- Born: Annie Marie Watkins 1940 (age 85–86) Parsons, Kansas
- Education: Northwestern University, University of California at Berkeley
- Occupation: Mathematician. philanthropist
- Spouse(s): Michael Garraway (m. 1965), Ira W. Deep
- Children: 3, including Levi Garraway
- Parents: Levi Watkins (1911–1994) (father); Lillian Bernice Varnado (1917–2013) (mother);
- Relatives: Levi Watkins (brother)

= Annie Marie Garraway =

American mathematician (born 1940)

Annie Marie Garraway ( Watkins; born 1940) is an American mathematician who worked in telecommunications and electronic data transmission. She is also a philanthropist.

== Biography ==
Garraway was born Annie Marie Watkins in Parsons, Kansas, the oldest daughter of Levi Watkins (1911–1994) and Lillian Bernice Varnado (1917–2013) who met when they were both high school teachers.

Annie Marie attended Booker T. Washington High School and then enrolled in S. A. Owen Junior College, which her father had founded and served as the first president. As a freshman in 1957, she intended to major in engineering, but a math teacher at Owen, Juanita R. Turner, suggested that Annie Marie consider a different course of study. As Garraway recalled later, Turner taught math full-time at Manassas High School while also teaching college algebra at the junior college.
She recognized I had a talent for math. She had me stay after class to do more math exercises. She did this even though she had spent a full work day at Manassas. ... As a result of her working with me, I never had trouble with math.
In 1959, her family moved to Montgomery, Alabama where her father was an administrator and then the sixth president of Alabama State College, a historically black college, from 1962 to 1983. That college is known today as Alabama State University (ASU).

Garraway continued her studies at Northwestern University in Evanston, Illinois where she earned a B.S. and M.S. in mathematics. In 1967, she completed a Ph.D. in math from University of California at Berkeley with her dissertation titled Structure of some cocycles in analysis.

She had a successful career at AT&T Labs and its spinoff company, Lucent Technologies.

According to one of her brothers, "Her pioneering mathematical algorithms and inventions for Bell Laboratories and Lucent Technologies paved the way for the modern era of telecommunications and the electronic transmission of data around the world."

She married Michael Oliver Garraway in 1965. In 2004, she married Ira W. Deep, Jr., professor emeritus at The Ohio State University and the first chair of the university's Department of Plant Pathology. Her three children together (including Levi Garraway) have earned three doctorates and two medical degrees.

== Philanthropy ==
=== Vanderbilt University ===
Garraway's 2017 gift to Vanderbilt, was made in honor of her brother Levi Watkins Jr. who died in 2015, for "his transformative leadership and service, his historical medical inquiry and the tremendous imprint he left on students and faculty at Vanderbilt University School of Medicine (VUSM). He was the first African-American to graduate from the university's school of medicine as a member of the Class of 1970. According to the school, "When Watkins walked through the doors of VUSM in 1966, he broke new ground by becoming the school's first African-American student. When he graduated four years later after being elected into the Alpha Omega Alpha (AOA) medical honor society, he was still the only one."

=== Johns Hopkins University ===
In 2019, Garraway created a scholarship at Johns Hopkins, also in memory of her brother, Levi Watkins Jr. who was the first African American to become the university's chief resident in cardiac surgery. In 1979, he established Hopkins' national recruiting program for medical students of color and in 1980, he implanted the first automatic heart defibrillator at Hopkins.

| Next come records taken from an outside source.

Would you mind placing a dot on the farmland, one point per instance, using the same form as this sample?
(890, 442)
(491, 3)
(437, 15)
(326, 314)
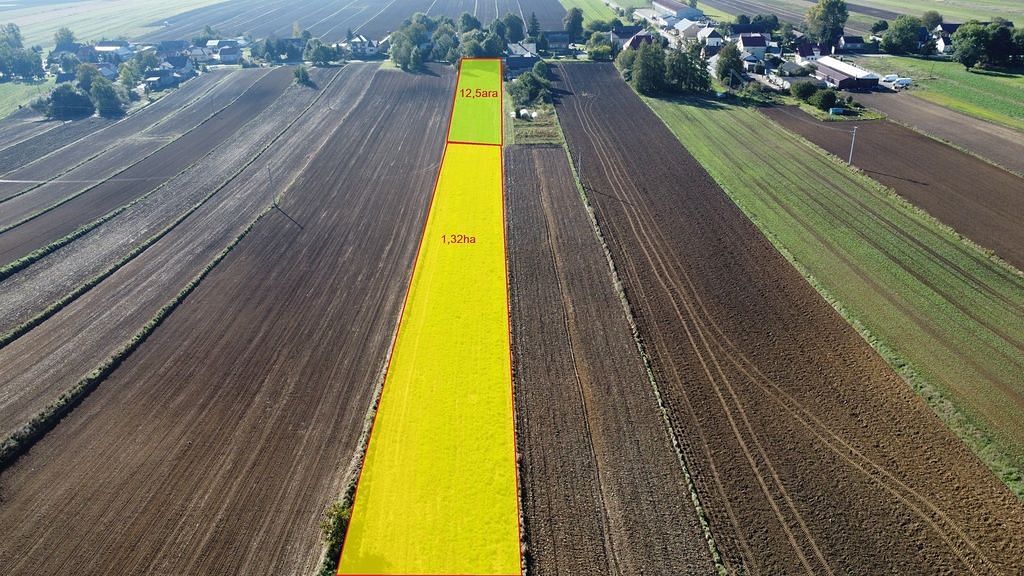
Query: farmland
(938, 310)
(603, 489)
(745, 353)
(993, 96)
(332, 21)
(241, 432)
(973, 197)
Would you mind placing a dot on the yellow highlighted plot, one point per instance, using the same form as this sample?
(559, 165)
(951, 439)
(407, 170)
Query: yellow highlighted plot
(477, 113)
(437, 493)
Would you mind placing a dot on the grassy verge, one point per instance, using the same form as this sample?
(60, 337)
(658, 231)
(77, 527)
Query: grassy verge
(990, 95)
(20, 440)
(642, 351)
(15, 94)
(936, 307)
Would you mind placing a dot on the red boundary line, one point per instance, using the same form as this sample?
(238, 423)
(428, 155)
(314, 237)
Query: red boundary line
(401, 315)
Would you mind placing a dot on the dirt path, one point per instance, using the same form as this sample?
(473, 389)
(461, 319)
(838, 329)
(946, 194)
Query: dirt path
(998, 144)
(215, 448)
(603, 489)
(976, 199)
(810, 454)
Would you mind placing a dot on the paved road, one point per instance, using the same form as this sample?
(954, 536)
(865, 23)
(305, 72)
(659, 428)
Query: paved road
(1000, 145)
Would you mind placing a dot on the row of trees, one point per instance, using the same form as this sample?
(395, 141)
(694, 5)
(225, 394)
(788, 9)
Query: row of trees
(422, 38)
(994, 45)
(15, 59)
(651, 71)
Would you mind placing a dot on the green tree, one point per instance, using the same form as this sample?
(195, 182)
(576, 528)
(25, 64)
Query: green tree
(729, 63)
(648, 70)
(64, 38)
(902, 36)
(68, 101)
(534, 26)
(572, 23)
(468, 23)
(970, 41)
(931, 19)
(10, 35)
(803, 90)
(129, 75)
(107, 98)
(514, 28)
(825, 21)
(87, 73)
(999, 47)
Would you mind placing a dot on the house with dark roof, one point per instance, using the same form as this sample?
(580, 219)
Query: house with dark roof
(754, 44)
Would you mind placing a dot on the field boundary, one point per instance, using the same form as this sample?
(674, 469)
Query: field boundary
(620, 290)
(19, 330)
(22, 440)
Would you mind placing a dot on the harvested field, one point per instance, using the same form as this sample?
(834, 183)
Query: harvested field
(603, 490)
(51, 358)
(976, 199)
(808, 452)
(332, 21)
(997, 144)
(96, 199)
(238, 426)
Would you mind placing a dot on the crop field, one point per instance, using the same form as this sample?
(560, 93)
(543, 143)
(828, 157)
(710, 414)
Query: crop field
(783, 412)
(939, 310)
(996, 144)
(603, 489)
(332, 21)
(240, 430)
(976, 199)
(989, 95)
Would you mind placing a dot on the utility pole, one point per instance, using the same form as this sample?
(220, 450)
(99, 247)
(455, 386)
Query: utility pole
(853, 141)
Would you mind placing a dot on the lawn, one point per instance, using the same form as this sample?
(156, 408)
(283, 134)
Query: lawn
(94, 19)
(592, 9)
(13, 94)
(991, 95)
(941, 312)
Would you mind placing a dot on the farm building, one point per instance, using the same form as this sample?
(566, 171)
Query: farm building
(844, 76)
(677, 10)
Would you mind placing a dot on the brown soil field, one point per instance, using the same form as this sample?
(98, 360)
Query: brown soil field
(52, 357)
(809, 453)
(998, 144)
(143, 175)
(603, 489)
(216, 446)
(331, 21)
(976, 199)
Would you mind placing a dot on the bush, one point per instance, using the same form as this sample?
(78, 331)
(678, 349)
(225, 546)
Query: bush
(823, 99)
(803, 90)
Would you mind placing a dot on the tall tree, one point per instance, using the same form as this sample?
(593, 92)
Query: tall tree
(902, 36)
(970, 41)
(64, 38)
(467, 23)
(931, 19)
(825, 21)
(534, 26)
(514, 28)
(572, 24)
(648, 70)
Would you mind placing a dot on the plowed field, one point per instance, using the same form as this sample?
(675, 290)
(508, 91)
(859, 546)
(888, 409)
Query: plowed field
(809, 453)
(603, 490)
(216, 446)
(976, 199)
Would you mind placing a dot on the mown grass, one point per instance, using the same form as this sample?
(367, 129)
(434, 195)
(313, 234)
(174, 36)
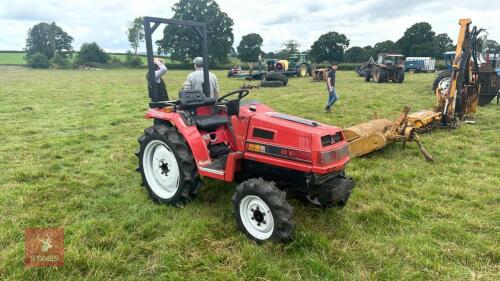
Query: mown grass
(17, 58)
(12, 58)
(67, 160)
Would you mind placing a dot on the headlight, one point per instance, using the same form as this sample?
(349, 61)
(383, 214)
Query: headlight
(332, 156)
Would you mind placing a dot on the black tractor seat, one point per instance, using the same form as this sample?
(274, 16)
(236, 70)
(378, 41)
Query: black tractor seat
(210, 122)
(190, 100)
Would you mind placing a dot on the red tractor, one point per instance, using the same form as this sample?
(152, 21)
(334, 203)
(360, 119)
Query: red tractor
(230, 139)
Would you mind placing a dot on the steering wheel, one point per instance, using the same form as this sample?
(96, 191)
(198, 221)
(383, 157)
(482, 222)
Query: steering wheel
(241, 94)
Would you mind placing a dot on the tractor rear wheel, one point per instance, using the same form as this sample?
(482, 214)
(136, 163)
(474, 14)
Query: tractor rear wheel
(401, 77)
(262, 212)
(167, 166)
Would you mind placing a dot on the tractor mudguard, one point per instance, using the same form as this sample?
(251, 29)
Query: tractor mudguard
(189, 132)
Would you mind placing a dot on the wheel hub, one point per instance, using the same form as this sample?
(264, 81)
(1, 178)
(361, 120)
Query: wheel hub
(256, 217)
(161, 169)
(164, 168)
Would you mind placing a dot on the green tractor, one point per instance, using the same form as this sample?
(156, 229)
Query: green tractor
(297, 65)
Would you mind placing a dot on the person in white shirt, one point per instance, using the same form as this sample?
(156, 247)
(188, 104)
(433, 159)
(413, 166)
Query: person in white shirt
(194, 80)
(160, 70)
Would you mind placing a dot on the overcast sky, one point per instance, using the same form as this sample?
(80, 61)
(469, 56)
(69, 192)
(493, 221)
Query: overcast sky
(363, 22)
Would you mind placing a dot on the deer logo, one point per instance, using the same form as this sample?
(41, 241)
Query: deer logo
(46, 244)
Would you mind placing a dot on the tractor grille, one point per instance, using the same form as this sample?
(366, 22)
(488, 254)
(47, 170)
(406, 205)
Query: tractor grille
(331, 139)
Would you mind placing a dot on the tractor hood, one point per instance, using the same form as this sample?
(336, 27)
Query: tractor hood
(317, 147)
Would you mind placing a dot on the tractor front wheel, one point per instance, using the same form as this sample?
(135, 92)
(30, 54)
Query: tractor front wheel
(262, 211)
(167, 166)
(380, 76)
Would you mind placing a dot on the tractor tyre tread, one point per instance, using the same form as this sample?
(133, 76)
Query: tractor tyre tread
(275, 198)
(190, 180)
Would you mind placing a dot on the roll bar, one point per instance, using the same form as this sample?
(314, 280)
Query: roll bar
(201, 30)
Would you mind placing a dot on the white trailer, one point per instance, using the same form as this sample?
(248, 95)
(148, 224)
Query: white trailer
(420, 64)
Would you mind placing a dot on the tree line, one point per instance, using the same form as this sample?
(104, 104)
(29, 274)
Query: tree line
(48, 44)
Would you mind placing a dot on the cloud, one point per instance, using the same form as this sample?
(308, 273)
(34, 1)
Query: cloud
(363, 22)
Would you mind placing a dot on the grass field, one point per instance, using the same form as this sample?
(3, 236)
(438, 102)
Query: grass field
(67, 160)
(12, 58)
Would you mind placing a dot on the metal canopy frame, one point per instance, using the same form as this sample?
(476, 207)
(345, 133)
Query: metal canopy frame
(201, 30)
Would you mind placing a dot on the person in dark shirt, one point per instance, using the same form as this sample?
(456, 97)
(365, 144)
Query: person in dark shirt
(330, 85)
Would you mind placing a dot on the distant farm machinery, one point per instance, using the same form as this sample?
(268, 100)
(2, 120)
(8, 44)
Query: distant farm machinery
(457, 98)
(296, 65)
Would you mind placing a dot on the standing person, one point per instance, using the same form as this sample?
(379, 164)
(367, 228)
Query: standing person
(330, 85)
(194, 80)
(160, 70)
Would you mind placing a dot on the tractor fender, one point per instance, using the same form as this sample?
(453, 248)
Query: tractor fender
(190, 133)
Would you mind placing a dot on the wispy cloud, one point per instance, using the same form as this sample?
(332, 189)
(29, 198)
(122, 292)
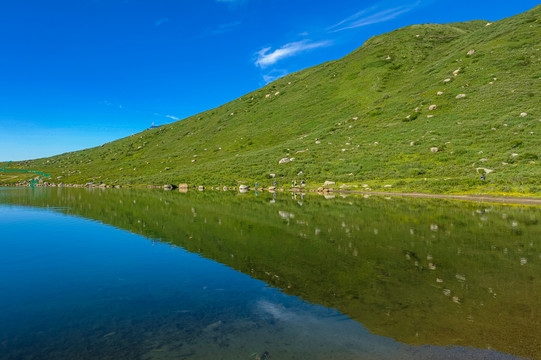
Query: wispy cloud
(371, 16)
(274, 75)
(161, 22)
(224, 28)
(267, 57)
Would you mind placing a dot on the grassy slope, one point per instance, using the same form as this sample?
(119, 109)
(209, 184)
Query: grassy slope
(244, 139)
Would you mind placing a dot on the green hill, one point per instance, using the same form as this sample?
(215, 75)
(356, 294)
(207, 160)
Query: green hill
(362, 119)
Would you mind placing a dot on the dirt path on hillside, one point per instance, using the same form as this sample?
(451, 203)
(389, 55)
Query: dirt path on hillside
(478, 198)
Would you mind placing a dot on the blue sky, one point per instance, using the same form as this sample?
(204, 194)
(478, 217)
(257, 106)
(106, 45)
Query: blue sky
(78, 73)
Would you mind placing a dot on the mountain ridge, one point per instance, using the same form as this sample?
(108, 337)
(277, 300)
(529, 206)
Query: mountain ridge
(361, 119)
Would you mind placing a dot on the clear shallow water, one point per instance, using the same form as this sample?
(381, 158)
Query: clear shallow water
(105, 275)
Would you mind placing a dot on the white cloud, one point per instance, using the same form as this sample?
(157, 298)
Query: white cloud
(224, 28)
(266, 57)
(161, 22)
(372, 16)
(274, 75)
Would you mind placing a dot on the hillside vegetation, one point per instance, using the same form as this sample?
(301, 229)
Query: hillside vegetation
(362, 119)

=== LeMoyne-Owen College ===
Garraway's 2020 gift to LeMoyne-Owen college was inspired by the movie and book, Hidden Figures, which describes the true story of three African-American female mathematicians working at NASA as human computers, who played a critical role in the 1960s U.S. space efforts. "Seeing the movie and reading the book made me think that she (Mrs. Turner) saw hidden figures in me," Garraway said.

According to Garraway, after watching the film she made plans to create an endowed scholarship fund at LeMoyne-Owen College, a historically black college in Memphis, that now includes the institution formerly known as S.A. Owen Junior College.

The resulting Juanita R. Turner Memorial Scholarship is named for the junior college math professor who had made an extra effort in 1957 to tutor Garraway in math. Little is known of Turner except that when she was attending Grant Elementary School, she was the youngest winner of the citywide spelling contest (for African-American students) in 1927. She earned a master's of science degree in mathematics from the University of Illinois Urbana-Champaign.

== Publications ==
- Garraway, Annie Marie Watkins (1967). Structure of some cocycles in analysis. Berkeley, California: University of California. OCLC 952184806.